1 Financial Times, April 21, 2010, emphasis mine.
2 Buffett’s letter to his shareholders can be read in full at http://www.berkshirehathaway.com/letters/2002pdf.pdf (accessed July 9, 2018). The phrase had appeared in prominent media sources years before, but only after September 2008 did it go viral. See, e.g., “Buffet’s ‘time bomb’ goes off on Wall Street,” BBC News, September 18, 2008, http://news.bbc.co.uk/2/hi/2817995.stm (accessed July 9, 2018). The noted CBS News program 60 Minutes aired an episode entitled “Financial Weapons of Mass Destruction” on October 26, 2008.
3 Marc Bloch, The Historian’s Craft, trans. Peter Putnam (New York: Vintage Books, 1953 [1949]), 29–35.

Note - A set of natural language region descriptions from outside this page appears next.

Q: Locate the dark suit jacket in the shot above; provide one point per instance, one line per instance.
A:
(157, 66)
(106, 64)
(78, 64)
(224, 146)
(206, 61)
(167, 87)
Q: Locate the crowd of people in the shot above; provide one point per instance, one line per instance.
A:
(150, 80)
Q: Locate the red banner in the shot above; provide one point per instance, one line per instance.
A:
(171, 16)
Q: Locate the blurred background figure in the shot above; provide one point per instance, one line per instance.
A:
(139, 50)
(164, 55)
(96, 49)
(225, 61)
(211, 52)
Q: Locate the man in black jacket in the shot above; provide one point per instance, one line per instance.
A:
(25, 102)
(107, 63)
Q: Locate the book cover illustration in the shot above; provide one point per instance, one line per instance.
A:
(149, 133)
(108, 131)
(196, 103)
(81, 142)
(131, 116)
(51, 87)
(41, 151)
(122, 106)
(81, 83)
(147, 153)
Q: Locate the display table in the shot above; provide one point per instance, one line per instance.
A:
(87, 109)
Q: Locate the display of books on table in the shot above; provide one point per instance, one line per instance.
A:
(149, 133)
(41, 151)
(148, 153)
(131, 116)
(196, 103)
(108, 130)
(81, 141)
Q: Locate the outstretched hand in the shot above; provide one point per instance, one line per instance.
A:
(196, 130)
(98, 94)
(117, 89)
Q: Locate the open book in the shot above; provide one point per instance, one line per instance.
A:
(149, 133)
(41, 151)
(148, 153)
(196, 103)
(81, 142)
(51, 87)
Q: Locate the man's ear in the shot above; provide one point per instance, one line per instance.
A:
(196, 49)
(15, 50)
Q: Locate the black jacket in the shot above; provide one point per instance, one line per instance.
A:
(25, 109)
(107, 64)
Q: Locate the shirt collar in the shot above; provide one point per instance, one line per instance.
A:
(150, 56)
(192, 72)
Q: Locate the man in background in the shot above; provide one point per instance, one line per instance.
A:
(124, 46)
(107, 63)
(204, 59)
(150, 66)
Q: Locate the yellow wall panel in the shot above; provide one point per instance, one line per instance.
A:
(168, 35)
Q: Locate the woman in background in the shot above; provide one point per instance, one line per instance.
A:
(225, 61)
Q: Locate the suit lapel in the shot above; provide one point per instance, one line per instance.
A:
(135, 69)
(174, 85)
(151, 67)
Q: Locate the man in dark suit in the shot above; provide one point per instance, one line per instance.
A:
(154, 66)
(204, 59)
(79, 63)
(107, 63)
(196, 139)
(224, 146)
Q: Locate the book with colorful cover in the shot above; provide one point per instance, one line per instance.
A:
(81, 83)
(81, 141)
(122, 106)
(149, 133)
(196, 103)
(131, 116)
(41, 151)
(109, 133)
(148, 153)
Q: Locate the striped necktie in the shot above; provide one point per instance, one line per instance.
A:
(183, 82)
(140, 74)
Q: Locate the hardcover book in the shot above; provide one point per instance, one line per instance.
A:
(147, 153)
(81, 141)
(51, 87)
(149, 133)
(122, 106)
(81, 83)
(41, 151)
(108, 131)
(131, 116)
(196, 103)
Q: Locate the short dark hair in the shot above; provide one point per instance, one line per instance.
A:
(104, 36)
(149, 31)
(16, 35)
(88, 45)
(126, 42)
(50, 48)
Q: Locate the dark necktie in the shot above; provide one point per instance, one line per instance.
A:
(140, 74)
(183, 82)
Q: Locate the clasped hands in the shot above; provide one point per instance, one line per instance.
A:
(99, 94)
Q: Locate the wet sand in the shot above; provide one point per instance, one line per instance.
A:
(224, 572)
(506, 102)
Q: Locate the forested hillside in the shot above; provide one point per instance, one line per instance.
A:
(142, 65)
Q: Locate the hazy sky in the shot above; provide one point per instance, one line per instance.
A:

4 Throughout the book, I purposefully avoid the casual use of the term capitalism, in spite of the new purchase it has acquired since 2008 and, especially, since the publication of Thomas Piketty’s Capital in the Twenty-first Century, trans. Arthur Goldhammer (Cambridge: Harvard University Press, 2014 [2013]). I fear that to call the money markets of premodern Europe capitalistic would interfere with my quest to identify their specificities and link them to the cultural clashes that they generated. Consequently, in referring to the economy of the late medieval and early modern periods, I often resort to the label preindustrial because structural conditions that affected the working of credit markets, notably poor information technologies and the absence of notions of legal and political equality, can be found throughout the history of Europe from 1000 to 1800. Only in the last chapter do I readily use the term capitalism, because there I engage with nineteenth- and early-twentieth-century social theories aimed at defining modern capitalism as a distinctive historical phenomenon.
5 Notable exceptions are Jonathan Karp, The Politics of Jewish Commerce: Economic Ideology and Emancipation in Europe, 1638-1848 (Cambridge: Cambridge University Press, 2008) and David Nirenberg, Anti-Judaism: The Western Tradition (New York: W.W. Norton, 2014), in particular ch. 8, which is an abridged version of Nirenberg, “Shakespeare’s Jewish Questions,” Renaissance Drama, 38 (2010): 77-113.